In case the name Richard Blandon doesn't ring a bell, you are forgiven. He was the lead singer of the doo-wop group The Dubs, from New York. The group had complicated origins. Those who want the full details are referred to Jay Warner's "Billboard Book of American Singing Groups" (page 167). For the sake of simplicity, let me say that the Dubs had a prior incarnation as the Marvels, who had one release on ABC-Paramount before the name change to the Dubs. Richard Blandon, Bill Carlisle, Tommy Gardner, Cleveland Still and Jake Miller then recorded "Don't Ask Me To Be Lonely" for the Johnson label, which was formed by their manager, Hiram Johnson. Though the label credit read "Richard Blandon/ Hiram Johnson", Blandon was in fact the sole writer of the song. Radio acceptance of "Don't Ask Me To Be Lonely" was almost immediate, and Johnson found himself with a local hit that required a national distributor. Enter George Goldner, who picked up the record for release on his Gone label, on which it peaked at # 72 in the summer of 1957. (According to Joel Whitburn, a copy on Johnson 102 is now worth $ 1500.) The first number recorded by the Dubs for Gone per se was "Could This Be Magic"/"Such Lovin'", on which they were backed by Mickey Baker on guitar and Buddy Lucas on sax. "Could This Be Magic", again penned by Blandon, is now recognized as a doo-wop classic and became their biggest hit, rising to # 23. (Personally I have always preferred the up-tempo flip.) This success landed the group a spot on Alan Freed's package tours. Four more singles on Gone followed, but only "Chapel of Dreams" from 1959 charted (# 74), the Dubs' last entry on the national hit list.
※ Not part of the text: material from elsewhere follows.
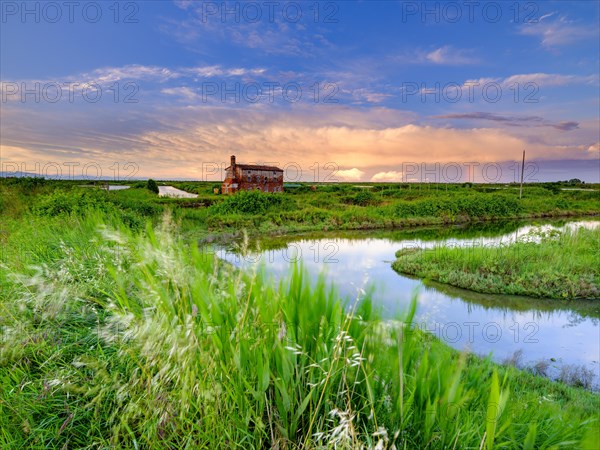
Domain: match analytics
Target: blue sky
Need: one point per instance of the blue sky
(366, 91)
They moved to ABC-Paramount in 1959 and further releases appeared on End, Wilshire, Josie and Lana in the sixties, and on Vicki, Clifton, Candlelite and Johnson (unreleased sides from the 1957 Johnson session) in the seventies. By the '70s the group was a trio of Blandon, Still and Kirk Harris. Cleveland Still split from the group and started his own Dubs in the eighties. This group recorded an a capella version of the Dubs' 1958 record "Beside My Love" in 1986, released on the UGHA label.

CD: The Best of the Dubs (Collectables, 1991). 14 tracks from the Gone and End labels.